Разведчик глядел на спящих людей и видел, что кто-то ворочается во сне, пытаясь устроиться поудобнее, сохранив при этом крохи тепла. Эти люди были слабее горцев, зато у них было много гром-палок, которыми они отлично умели пользоваться. Драка в лесистом урочище, где воины народа устроили засаду на людей, могла бы сложиться удачнее, если бы в первый же миг невидимый гром, оставляющий в телах чёрные шарики, не поразил столь многих воинов сразу. В единый миг погибло больше десятка могучих бойцов, возглавлявших атаку, всегда бывших первыми в драке.
Разведчик глядел на спящих людей и не видел рядом с ними мулов с поклажей. Однако этому он не придал значения. Он трижды громко и достоверно ухнул совой, что получалось у него очень хорошо, давая воинам сигнал к атаке. Сам разведчик в драку не полез — не дорос ещё до воина, и его топорик никак не мог сравниться с боевой секирой. Это и спасло ему жизнь.
Киприано Мера знал, что умирает. Он жалел только о том, что поутру расстался с остатками вчерашнего ужина, очистив желудок. Он всегда так делал, ведь однажды это спасло ему жизнь. Тогда ещё совсем молодой Мера согнулся в приступе рвоты перед боем, и его стошнило едва ли не прямо на сапоги шагавшего перед их строем Великого капитана. Тот остановился, покачался с пятки на носок, а после хлопнул разогнувшего спину солдата и сказал, что тот поступил верно.
— Пустой желудок перед боем может спасти вам жизнь вон в тех палатках. — Великий капитан указал генеральским жезлом на госпитальные шатры. — Хотя я на вашем месте постарался бы туда вовсе не попадать.
Отпустив эту шутку, одну из тех, за которые его так любили солдаты, он направился дальше.
В том бою Мера схлопотал ранение в живот, и угодил-таки в госпитальную палатку, но каким-то чудом выжил. С тех пор он перед схватками, которых в его жизни было немало, всегда оставлял желудок пустым. Вот только сегодня это его не спасло — удар секиры с зазубренным лезвием, перепачканным в чьей-то крови, разворотил ему брюхо так, что едва кишки наружу не полезли. Его наскоро перевязали, однако вскоре он почуял скверный запах, идущий от раны. Когда же вечером повязки сняли, выглядела она просто чудовищно, обещая Киприано Мере мучительную смерть, которая ещё и придёт нескоро. Он будет умирать несколько дней, в жуткой агонии, которую не раз видел за свою солдатскую жизнь, и греховные мысли о самоубийстве будут преследовать его. Поэтому Мера даже с облегчением принял свою участь.
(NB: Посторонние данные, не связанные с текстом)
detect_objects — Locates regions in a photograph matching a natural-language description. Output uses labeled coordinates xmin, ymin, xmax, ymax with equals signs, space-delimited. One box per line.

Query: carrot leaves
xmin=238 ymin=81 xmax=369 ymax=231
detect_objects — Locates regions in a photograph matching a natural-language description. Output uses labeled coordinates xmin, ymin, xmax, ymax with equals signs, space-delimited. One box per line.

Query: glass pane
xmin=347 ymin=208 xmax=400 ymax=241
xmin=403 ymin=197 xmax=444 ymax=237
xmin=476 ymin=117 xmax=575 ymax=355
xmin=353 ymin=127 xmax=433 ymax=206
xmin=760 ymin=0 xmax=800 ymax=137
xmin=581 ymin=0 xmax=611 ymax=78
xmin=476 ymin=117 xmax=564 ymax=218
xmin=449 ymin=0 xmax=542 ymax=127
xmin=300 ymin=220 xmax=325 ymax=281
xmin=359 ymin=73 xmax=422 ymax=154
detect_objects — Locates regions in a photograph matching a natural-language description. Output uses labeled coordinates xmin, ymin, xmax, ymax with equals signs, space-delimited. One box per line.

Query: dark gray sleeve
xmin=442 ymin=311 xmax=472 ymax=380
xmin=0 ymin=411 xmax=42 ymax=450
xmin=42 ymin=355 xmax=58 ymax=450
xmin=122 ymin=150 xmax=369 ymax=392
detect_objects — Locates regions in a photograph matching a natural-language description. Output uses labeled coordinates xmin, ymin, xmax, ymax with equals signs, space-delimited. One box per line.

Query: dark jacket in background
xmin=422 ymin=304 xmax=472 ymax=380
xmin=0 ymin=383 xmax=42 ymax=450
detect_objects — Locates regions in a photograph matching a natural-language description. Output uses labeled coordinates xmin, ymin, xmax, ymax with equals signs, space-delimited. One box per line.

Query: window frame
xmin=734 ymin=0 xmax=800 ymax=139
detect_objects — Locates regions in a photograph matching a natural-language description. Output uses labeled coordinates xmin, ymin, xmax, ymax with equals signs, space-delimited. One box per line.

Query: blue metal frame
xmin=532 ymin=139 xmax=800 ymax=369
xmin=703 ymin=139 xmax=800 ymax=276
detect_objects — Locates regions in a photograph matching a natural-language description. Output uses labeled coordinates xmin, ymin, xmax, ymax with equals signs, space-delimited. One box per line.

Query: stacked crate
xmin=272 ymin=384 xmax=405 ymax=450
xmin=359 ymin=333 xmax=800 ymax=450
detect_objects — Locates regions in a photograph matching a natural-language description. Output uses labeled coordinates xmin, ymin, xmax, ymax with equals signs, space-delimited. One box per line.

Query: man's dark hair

Он видел выглядывающего из-за кустов зеленокожего. Тот долго пялился на поляну, где устроили мину. Всё это время Мера и другие ещё живые солдаты, кто лежал сейчас вместе с трупами павших товарищей, отчаянно молились, чтобы варвар не почуял подвоха и запаха тлеющих фитилей. Молитву Мера прерывал лишь для того, чтобы дунуть на фитиль, не давая скрытому в ладони красному огоньку угаснуть. Другой фитиль Мера сжимал в левой руке: как только придёт время, он крепко прижмёт их друг к другу, отправляя красный огонёк в короткое путешествие, которое закончится очень громко.
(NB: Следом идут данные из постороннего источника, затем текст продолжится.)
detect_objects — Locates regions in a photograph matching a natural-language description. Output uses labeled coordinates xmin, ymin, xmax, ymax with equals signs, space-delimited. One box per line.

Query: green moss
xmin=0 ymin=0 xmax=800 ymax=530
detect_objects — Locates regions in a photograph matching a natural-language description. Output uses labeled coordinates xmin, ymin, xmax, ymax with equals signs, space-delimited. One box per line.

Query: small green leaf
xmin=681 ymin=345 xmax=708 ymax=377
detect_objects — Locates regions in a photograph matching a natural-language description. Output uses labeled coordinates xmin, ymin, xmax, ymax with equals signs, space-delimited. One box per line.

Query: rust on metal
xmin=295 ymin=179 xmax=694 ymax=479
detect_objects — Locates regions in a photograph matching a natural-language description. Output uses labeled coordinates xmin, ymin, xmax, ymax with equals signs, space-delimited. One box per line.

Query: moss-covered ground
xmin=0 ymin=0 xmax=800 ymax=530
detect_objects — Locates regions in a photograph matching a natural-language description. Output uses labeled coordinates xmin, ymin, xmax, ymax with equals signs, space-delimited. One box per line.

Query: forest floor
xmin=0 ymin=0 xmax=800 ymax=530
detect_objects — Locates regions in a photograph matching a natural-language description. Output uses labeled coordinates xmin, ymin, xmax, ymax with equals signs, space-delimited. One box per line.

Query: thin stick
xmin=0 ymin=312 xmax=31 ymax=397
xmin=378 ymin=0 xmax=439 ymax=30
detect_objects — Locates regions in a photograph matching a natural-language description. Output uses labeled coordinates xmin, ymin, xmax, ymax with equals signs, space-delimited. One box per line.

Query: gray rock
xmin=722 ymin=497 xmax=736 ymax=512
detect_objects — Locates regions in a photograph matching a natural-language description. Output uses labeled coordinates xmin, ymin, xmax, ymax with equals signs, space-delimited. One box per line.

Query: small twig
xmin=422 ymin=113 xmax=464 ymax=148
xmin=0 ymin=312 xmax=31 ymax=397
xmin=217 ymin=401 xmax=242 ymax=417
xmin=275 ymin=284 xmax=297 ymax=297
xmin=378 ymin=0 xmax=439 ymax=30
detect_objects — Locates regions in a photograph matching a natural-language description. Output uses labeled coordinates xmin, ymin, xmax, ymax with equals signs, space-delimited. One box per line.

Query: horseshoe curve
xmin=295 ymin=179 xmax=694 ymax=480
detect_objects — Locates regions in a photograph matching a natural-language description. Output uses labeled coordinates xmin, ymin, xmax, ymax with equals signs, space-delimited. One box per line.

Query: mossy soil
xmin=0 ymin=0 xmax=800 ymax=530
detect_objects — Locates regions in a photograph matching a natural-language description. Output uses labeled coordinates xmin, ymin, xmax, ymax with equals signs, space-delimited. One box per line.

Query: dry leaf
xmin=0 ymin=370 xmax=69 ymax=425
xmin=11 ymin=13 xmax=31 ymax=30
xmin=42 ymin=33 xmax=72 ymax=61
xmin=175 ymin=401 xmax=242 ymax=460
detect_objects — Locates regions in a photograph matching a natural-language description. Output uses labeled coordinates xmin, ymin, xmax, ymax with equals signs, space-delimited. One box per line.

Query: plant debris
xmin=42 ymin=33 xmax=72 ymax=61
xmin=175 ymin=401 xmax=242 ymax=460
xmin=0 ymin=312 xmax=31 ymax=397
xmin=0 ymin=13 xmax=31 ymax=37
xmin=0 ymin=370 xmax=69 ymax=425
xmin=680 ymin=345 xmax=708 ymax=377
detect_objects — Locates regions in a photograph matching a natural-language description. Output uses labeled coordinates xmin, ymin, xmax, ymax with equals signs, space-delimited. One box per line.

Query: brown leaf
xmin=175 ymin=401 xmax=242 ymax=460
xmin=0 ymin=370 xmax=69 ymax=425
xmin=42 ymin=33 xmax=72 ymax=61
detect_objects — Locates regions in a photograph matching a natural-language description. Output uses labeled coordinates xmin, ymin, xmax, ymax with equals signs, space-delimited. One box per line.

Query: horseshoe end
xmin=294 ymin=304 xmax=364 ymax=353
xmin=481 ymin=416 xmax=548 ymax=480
Зелеконожий спрятался в кусты, и тут же трижды ухнула сова — Киприано Мера прожил всю жизнь солдатом и отлично разбирался в условных сигналах. Этот был ничем не хуже любого другого. Да, зеленокожие не заставили себя ждать.
На сей раз обошлось без боевых воплей и потрясания зазубренными секирами. Они шли быстро и старались не шуметь. Мера поднёс один фитиль к другому и знал, что точно так же поступают сейчас его товарищи — раненые гидальго, которые не смогут продолжать путь.
Отряд недалеко ушёл от поляны, где оставили мёртвых и умирающих, а также собранный в мину порох. Весь порох, что был у них — его оказалось довольно много. Мину подложили под тела солдат, раздав тем, кто был ещё жив и в сознании, фитили. Первый вёл к мине, чтобы подорвать её, когда зеленокожие набросятся на лежащих на земле людей, а вторым поджигали первый.
Это могло показаться жестокостью, но сейчас было суровой необходимостью. Оставлять товарищей — мёртвых, умирающих и тех, кто станет калекой, даже если каким-то чудом останется жив — на поживу зеленокожим людоедам никто не собирался. Лучше уж такая смерть, чем оказаться ужином проклятого дикаря.